Efficient Learning on Large Graphs using a Densifying Regularity Lemma
Jonathan Kouchly, Ben Finkelshtein, Michael Bronstein, Ron Levie
TL;DR
The paper addresses scalability of graph learning on very large and/or sparse directed graphs by introducing Intersecting Blocks Graphs (IBG) as a low-rank, directed-structure representation. Central to the approach is a semi-constructive, densifying weak regularity lemma that guarantees approximating any graph by a dense IBG with rank depending only on the target accuracy, not graph size or sparsity. The authors design IBG-NNs, neural networks that operate directly on the IBG representation, achieving linear-in-N time/space per layer and enabling efficient node classification, spatio-temporal analysis, and knowledge graph completion. Empirical results show state-of-the-art performance on directed benchmarks and large-scale graphs, while preserving substantial computational and memory advantages over traditional MPNNs and prior ICG-based methods. The work combines theoretical densification with practical subgraph SGD strategies and a flexible architecture to deliver scalable, high-performance graph learning for real-world large-scale applications.
Abstract
Learning on large graphs presents significant challenges, with traditional Message Passing Neural Networks suffering from computational and memory costs scaling linearly with the number of edges. We introduce the Intersecting Block Graph (IBG), a low-rank factorization of large directed graphs based on combinations of intersecting bipartite components, each consisting of a pair of communities, for source and target nodes.

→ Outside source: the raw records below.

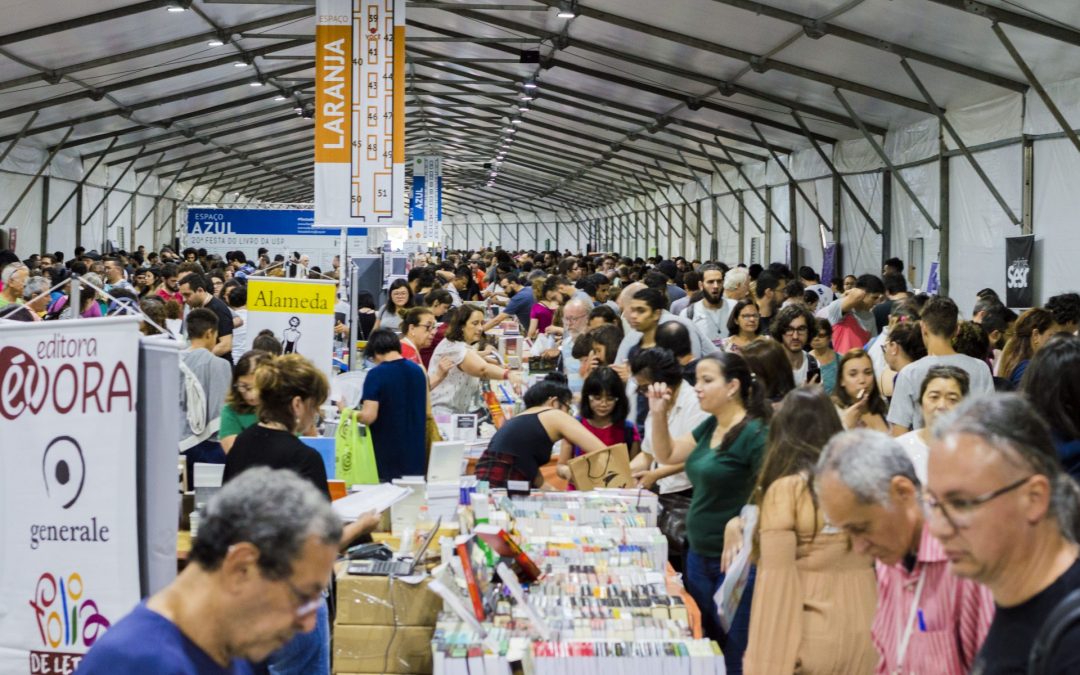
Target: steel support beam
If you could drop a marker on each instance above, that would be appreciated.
(1034, 81)
(751, 185)
(41, 170)
(817, 28)
(739, 198)
(792, 180)
(998, 15)
(837, 177)
(885, 159)
(959, 142)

By giving less weight to non-edges, we show how to efficiently approximate any graph, sparse or dense, by a dense IBG. Specifically, we prove a constructive version of the weak regularity lemma, showing that for any chosen accuracy, every graph, regardless of its size or sparsity, can be approximated by a dense IBG whose rank depends only on the accuracy. This dependence of the rank solely on the accuracy, and not on the sparsity level, is in contrast to previous forms of the weak regularity lemma. We present a graph neural network architecture operating on the IBG representation of the graph and demonstrating competitive performance on node classification, spatio-temporal graph analysis, and knowledge graph completion, while having memory and computational complexity linear in the number of nodes rather than edges.